Deliberate practice is what we saw up at the St Peter training grounds. Break a pursuit down to its constituent parts, then run drills, mastering each in turn, before building it all up again into a cohesive whole. Witness the Boks doing a single movement over and over, starting slow, then speeding up.

The final part of the equation is “sustained over time”.

Eventually, anything can stop being fun. That’s when discipline becomes the order of the day. Do you continue, even when you don’t want to? Real discipline is what you do when you don’t feel like it.

There is a useful hack for solving this problem. It’s called “preloading the decision”.

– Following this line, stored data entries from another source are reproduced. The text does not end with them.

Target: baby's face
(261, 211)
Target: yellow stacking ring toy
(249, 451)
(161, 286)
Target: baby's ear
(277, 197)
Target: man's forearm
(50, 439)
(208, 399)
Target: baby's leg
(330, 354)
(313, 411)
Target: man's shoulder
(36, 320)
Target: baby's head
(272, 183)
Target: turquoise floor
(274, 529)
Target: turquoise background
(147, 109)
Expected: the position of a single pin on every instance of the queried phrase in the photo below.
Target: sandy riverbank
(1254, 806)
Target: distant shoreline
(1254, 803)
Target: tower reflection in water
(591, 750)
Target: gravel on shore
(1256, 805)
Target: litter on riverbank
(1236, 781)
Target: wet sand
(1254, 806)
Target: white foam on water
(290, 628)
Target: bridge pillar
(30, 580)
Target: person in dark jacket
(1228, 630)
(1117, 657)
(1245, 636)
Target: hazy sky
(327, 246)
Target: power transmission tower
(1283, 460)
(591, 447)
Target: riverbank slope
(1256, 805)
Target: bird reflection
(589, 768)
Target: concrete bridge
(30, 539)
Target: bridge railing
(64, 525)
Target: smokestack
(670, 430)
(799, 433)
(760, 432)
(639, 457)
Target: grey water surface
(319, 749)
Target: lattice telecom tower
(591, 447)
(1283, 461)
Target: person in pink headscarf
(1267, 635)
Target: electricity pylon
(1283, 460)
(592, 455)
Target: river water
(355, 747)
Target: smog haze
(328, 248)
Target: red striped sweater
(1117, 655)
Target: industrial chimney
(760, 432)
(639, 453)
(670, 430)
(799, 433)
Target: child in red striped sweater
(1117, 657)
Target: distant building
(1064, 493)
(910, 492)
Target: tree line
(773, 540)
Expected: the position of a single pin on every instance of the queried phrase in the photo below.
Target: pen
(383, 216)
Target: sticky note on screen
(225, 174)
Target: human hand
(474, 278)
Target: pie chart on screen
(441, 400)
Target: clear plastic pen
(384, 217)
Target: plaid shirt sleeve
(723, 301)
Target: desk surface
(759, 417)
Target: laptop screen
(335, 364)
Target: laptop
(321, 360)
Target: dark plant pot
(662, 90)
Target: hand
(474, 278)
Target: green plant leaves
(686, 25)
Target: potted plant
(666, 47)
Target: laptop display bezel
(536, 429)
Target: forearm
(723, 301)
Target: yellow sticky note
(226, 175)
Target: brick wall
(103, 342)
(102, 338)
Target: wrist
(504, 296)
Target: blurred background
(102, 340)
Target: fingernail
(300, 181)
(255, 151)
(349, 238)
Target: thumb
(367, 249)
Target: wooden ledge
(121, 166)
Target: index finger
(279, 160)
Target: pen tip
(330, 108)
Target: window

Think of a gym trip. If you wait until you’re in the mood, you’ll never go. So don’t leave it to chance. Instead, pack your bag the night before. You have effectively “preloaded the decision”. Now, it’s no longer a matter of motivation. The decision is already made. When the time comes, you simply go, no thought process required. Most times, you will enjoy it once you’re there. The brain is the enemy, and the preloaded decision is the bypass.

Now that the Springboks have left the Island, my wife worries that it’s all downhill from here. The highlight of her existence grows dimmer in the rear-view mirror. I’m informed that I shouldn’t worry – our wedding day did come in a close second. Still, it leaves her with a crisis: what to do with the rest of her days?

As an attempt at an answer, she has now joined the women’s rugby team. I’m not going to list the places where she now sports scrum-bruises, but suffice to say one doesn’t show them on one’s LinkedIn profile.

  • Douglas Kruger is a global speaker, and the author of 12 books published by Penguin. A transplant from Johannesburg, he lives in St Helier with his wife and son. His son also shows early signs of rugby-obsession.